Chairman of Australian Broadcasting Corp. Resigns, Deepening Leadership Crisis
- by Virginia Carter
- in World Media
- — Sep 28, 2018
The chairman of the Australian Broadcasting Corporation has stepped down amid allegations that he ordered the firing of journalists deemed too critical of the government.
Justin Milne resigned from the national broadcaster amid reports he had asked for journalists to be fired because their reporting was disliked by the Australian government.
How the dust settles remains to be seen, but the events are the culmination of rising political temperatures regarding the role and performance of the publicly owned ABC, which although it enjoys statutory independence from government has been under pressure for its perceived left-leaning political bias.

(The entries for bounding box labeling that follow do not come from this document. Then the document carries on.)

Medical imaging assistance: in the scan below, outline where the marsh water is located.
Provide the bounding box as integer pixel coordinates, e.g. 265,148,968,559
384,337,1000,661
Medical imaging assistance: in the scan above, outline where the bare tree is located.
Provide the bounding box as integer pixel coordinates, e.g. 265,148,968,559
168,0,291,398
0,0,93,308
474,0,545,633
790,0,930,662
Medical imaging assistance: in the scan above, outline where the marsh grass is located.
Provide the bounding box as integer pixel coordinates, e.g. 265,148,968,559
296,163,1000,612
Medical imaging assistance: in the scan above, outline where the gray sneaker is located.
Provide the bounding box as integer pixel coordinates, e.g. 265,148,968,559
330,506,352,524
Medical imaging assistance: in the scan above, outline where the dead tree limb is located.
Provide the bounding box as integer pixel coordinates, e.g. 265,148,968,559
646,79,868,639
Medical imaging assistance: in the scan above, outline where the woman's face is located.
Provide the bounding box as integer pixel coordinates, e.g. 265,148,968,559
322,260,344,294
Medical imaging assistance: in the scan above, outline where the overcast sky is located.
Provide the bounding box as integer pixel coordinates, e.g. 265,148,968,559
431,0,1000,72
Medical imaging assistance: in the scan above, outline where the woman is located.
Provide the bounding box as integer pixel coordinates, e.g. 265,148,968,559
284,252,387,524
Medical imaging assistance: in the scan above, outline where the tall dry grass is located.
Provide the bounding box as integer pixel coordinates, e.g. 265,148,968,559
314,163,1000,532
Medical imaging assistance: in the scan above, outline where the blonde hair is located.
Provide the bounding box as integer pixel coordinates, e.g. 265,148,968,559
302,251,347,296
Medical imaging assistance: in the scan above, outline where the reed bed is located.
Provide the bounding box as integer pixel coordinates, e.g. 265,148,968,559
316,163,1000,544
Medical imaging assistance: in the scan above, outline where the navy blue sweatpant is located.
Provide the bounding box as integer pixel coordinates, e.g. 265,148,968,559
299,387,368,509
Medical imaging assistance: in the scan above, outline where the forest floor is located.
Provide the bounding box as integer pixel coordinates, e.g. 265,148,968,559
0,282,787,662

Sources at the ABC said employees had made it clear to board members on Thursday that ABC staff were so angry they were prepared to walk off the job in protest if Milne did not resign.
"Nobody ever told me to hire anybody, fire anybody or do anything else".
But Prime Minister Scott Morrison's hope that "normal transmission" will now resume is the wishful thinking of a government that desperately hopes the ABC won't become an election issue, either in the impending Wentworth by-election or at next year's general poll.
"I feel that the interests of the ABC have always been uppermost in my mind".
The ABC is regularly ranked as Australia's most respected media organizations, an institution which has a place at the heart of the country's cultural, political and sports scenes.
Both the Greens and Labor have placed their support behind a Senate inquiry into political interference at the ABC, saying that it's important that any investigation into potential government interference at the ABC must be independent.
An email has shown Mr Milne asked Ms Guthrie - who was herself sacked on Monday - to fire Ms Alberici in May.
He said he did not remember telling Ms Guthrie to "shoot" political editor Andrew Probyn, but conceded raising "the Probyn issue" with the ABC's senior leadership team, which includes news director Gaven Morris and editorial director Alan Sunderland.
The ABC's acting managing director David Anderson emailed staff on Thursday afternoon in a bid to reassure them the organisation's independence would "never be compromised".
Media mogul Rupert Murdoch (L) and then Prime Minister Malcolm Turnbull (C) in a 2016 file photo.
Her comments come as former prime minister Malcolm Turnbull denied demanding Ms Guthrie sack chief economics correspondent Emma Alberici over her reporting.
Mr Turnbull personally complained about Probyn to Ms Guthrie at a gathering prior to last year's AFL Grand Final, as Fairfax Media has reported.
"The bottom line is I've never called for anybody to be fired". "My concern has been on the accuracy and impartiality of reporting".
The demand by the ABC chairman Justin Milne that Emma Alberici be fired is under investigation. Milne and Turnbull are friends of long standing.
Powerful factions in the Liberal Party, the dominant partner in the coalition government, are openly hostile to the ABC and are now actively campaigning to have it sold off on the grounds public funds should not be used to support a news organization in a free market economy.